Tinnitus may be described as many different sounds – perhaps ringing, whistling, buzzing or humming – which can be perceived in different ways. For some people it can even sound like music or singing.The noise or noises can vary from being hardly audible to a noise as loud as a raised voice. Sometimes it can beat in time with your pulse (this is known as pulsatile tinnitus). For some people, even quiet tinnitus can still be heard in a noisy background. Tinnitus may be continuous, or interrupted by periods of quiet. Tinnitus can occur in many different ways.
 
It can be sensed as a single sound or noise in one ear, or in both ears – and a different sound or noise in each ear. It may also sound as if it is coming from several locations inside the head. It may become worse or better at different times of the day. It may change in pitch or even come and go at random. Some people say they have difficulty going to sleep or sleeping because of the tinnitus, whilst others say that sleep is the only relief they get from it.
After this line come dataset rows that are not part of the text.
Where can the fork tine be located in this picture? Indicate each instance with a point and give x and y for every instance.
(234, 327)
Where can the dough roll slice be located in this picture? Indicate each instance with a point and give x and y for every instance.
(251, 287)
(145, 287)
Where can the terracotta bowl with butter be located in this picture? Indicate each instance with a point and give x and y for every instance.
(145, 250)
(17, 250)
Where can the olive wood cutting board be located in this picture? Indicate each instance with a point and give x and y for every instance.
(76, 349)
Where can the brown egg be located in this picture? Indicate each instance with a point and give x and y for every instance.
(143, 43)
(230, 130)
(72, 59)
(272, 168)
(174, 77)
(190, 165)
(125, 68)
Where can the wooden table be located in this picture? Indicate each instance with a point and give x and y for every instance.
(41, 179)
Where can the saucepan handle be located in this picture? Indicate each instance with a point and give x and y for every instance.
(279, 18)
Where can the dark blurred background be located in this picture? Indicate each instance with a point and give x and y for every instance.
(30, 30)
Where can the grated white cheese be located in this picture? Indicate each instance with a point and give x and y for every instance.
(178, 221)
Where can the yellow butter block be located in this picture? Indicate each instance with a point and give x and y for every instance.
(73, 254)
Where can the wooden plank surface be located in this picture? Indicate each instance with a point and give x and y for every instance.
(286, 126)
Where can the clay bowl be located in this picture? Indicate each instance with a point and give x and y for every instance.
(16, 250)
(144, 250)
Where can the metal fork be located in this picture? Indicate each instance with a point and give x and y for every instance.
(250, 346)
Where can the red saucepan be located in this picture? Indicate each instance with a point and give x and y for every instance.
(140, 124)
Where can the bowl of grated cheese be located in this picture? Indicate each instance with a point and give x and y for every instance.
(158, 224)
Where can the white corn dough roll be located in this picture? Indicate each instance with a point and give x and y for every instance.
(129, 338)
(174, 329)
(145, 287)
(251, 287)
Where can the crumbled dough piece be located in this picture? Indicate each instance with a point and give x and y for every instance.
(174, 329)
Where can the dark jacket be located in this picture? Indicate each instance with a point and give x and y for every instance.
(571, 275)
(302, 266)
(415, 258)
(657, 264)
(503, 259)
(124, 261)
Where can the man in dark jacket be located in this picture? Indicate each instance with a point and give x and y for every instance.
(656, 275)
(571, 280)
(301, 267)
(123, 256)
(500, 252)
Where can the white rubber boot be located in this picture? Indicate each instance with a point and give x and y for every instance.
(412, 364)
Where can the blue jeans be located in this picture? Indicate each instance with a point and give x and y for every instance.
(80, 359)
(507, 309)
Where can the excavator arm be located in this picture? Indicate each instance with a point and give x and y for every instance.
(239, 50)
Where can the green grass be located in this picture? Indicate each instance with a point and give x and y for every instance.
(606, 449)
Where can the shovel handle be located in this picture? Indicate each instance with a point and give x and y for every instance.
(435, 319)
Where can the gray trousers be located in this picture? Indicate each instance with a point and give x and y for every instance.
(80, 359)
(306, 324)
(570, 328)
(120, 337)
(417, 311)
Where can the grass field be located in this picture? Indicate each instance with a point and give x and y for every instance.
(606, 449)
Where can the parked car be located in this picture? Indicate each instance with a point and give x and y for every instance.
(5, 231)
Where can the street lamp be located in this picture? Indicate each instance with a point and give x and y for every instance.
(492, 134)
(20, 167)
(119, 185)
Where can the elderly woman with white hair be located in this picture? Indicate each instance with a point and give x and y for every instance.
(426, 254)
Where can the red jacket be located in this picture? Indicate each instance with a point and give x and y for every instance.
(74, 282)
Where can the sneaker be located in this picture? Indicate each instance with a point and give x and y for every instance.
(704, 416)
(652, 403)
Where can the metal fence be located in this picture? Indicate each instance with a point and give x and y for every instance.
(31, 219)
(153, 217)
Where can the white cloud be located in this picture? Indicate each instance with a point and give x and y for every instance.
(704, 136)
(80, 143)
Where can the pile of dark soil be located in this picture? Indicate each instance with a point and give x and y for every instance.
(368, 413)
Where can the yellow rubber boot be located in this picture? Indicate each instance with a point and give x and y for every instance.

The older we become, the more liable we become to hearing loss and tinnitus.The natural ‘wear and tear’ on the ears can be accelerated considerably by a noisy environment.The damage is temporary at first, but if the ears are not adequately protected, this will quickly become permanent.
 
Many of the causes of tinnitus are not fully understood, but some are well known including prolonged exposure to noise over 90db, exposure to very loud noise like a firework, illness and the effects of stress or trauma.
 
Tinnitus is located inside the brain's auditory nerves/system. It has nothing to do with your ears or hearing. Tinnitus is described as a sound without an external stimulus. It seems to be a sensation from inside the brain which we seem to be able to hear as if an external noise like a whistling kettle or fan whirling away.
 
A small percentage of people suffer hearing loss and have tinnitus as well. However, many people who have a hearing loss do not experience tinnitus and some deaf people with no hearing have reported tinnitus. There has been reports of people having an operation to remove their ears/hearing organs. Following the operation they still experienced tinnitus.
 
Whislt there is no immediate cure, the use of CBT (Cognitive Behavioural Therapy) offers some a way to manage their tinnitus. Others use a noise generator which gives 'white' noise to disguise the sound and others prefer to find their own strategies using the support of others.
 
The cautionary note is an internet  search for tinnitus cures. There are sites offering creams to rub behind your ears, candles to stick  in your ears, a book of advice (which you can free from this site's FAQs) and oil to drip down the outer ear. These are often oversea sites and they will charge for their 'cure'. Better to refer to creditable sites like the British Tinnitus Association and Action on Hearing Loss (formerly RIND).  There are a number of other links on the FAQs page.